In this article, we talk to Californian two-piece female punk band Deap Valley about the origin of their name, their attitude to good sound and their songwriting process.

From needlework class to punk music

Introducing Deap Vally from California, a two-piece female punk band on guitars and drums that has been compared with the likes of White Stripes and Led Zeppelin.

Carving out a niche on the music scene
We talk to Jule Edwards from Deap Vally. She sits in a hotel room in Hamburg looking out over a horse racing track, "Although there's no race today", she comments.

She doesn't hide the fact that the band had the question before. Still, why Deap Vally, and why is their upcoming debut album entitled Sistrionix?

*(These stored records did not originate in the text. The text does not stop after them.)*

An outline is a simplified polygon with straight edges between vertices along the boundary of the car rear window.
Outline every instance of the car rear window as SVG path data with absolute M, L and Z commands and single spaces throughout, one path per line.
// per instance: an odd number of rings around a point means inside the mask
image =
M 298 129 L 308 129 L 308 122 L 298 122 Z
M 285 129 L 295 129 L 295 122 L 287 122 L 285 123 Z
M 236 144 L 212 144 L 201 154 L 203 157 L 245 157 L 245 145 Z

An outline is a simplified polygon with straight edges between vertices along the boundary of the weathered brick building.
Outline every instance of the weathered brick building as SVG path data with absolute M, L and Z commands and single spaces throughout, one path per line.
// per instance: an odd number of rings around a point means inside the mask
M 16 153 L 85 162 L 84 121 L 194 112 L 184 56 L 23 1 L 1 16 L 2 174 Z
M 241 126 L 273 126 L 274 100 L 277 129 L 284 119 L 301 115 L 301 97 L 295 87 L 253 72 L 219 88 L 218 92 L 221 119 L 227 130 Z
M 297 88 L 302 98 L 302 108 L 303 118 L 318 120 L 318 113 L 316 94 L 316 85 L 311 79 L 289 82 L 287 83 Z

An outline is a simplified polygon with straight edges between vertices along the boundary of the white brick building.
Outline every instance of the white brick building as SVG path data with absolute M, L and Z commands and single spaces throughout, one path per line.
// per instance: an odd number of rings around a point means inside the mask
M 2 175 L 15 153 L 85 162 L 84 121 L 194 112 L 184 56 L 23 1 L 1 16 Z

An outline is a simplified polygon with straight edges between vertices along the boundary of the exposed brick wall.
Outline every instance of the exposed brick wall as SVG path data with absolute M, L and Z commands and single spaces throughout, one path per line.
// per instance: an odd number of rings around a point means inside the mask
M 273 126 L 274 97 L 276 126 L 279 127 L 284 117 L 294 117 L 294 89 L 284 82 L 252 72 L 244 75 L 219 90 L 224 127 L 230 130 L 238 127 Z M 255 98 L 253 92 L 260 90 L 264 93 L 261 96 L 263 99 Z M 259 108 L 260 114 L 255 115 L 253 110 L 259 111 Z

"Yes! We've had this question a million times before. Deap Vally refers to where I grew up – and the dialect Lindsey and I both speak.

SISTRIONIX is a conjunction of two words: 'Sister' and 'Histrionics' spelt with an X to keep it fresh," Julie Edwards, drummer and singer of Deap Vally, explains.

Where do you see your place on the music scene, and why do you only perform with vocals, guitars, and drums?

"Well, as far as I know, we are the only hard-rocking female two-piece band, so we're carving out our own niche on the music scene – and hopefully inspiring lots of women to do the same. The equation of guitars, vocals and drums seemed to work, so we just went with it."

Where's the bass?
From an audiophile and frequency-oriented perspective, it's interesting how they manage to keep the pieces of their soundscape together. This is only guitar, voices and drums, so apart from the lowest guitar notes and drum effects, there's actually nothing here that comes even close to bass frequencies.

Yet, the band's energy, devil-may-care attitude, lyrics and strong riff-based melodies strangely seem to do the job. And they definitely do care about good sound:

"I'm not a stickler about good sound when I'm listening to music. I listen a lot on my laptop, which doesn't sound great but still gets the vibe going. I have a crappy record player at home that sounds pretty terrible – in a great way.

Someday when I have more cash to spend, I'd love to get a sweet, warm vintage sound system going in my house," the band tells us.

Creating new music
Believe it or not, Deap Vally's two members originally met at a needlework class – and now play punk music together. The band's singer and bare-footed guitarist, Lindsey Troy, grew up playing music with her sister and her family. Julie Edwards herself has a background in dancing, singing and acting and has another two-piece band called The Pity Party parallel with Deap Vally.

So when the two girls are Deap Vally, how do they create a new piece of music?

"We create new songs all different ways. It's always a different process. We're not locked into systems, but rather feed on inspiration and ideas that slip out of the ether and into our set," Julie explains.

She doesn't hesitate when asked what inspires them – in life and in music:

"The desire to be great, to shatter convention, to inspire others, to be strong," she concludes.

Debut album and upcoming tour
Deap Vally seems to know what they're doing and people love the music for its honesty and energy.

Their debut album is out the first week of July 2013 and they'll be playing festivals all summer and then headlining some tours in the autumn. Welcome a pleasant, unorthodox musical surprise.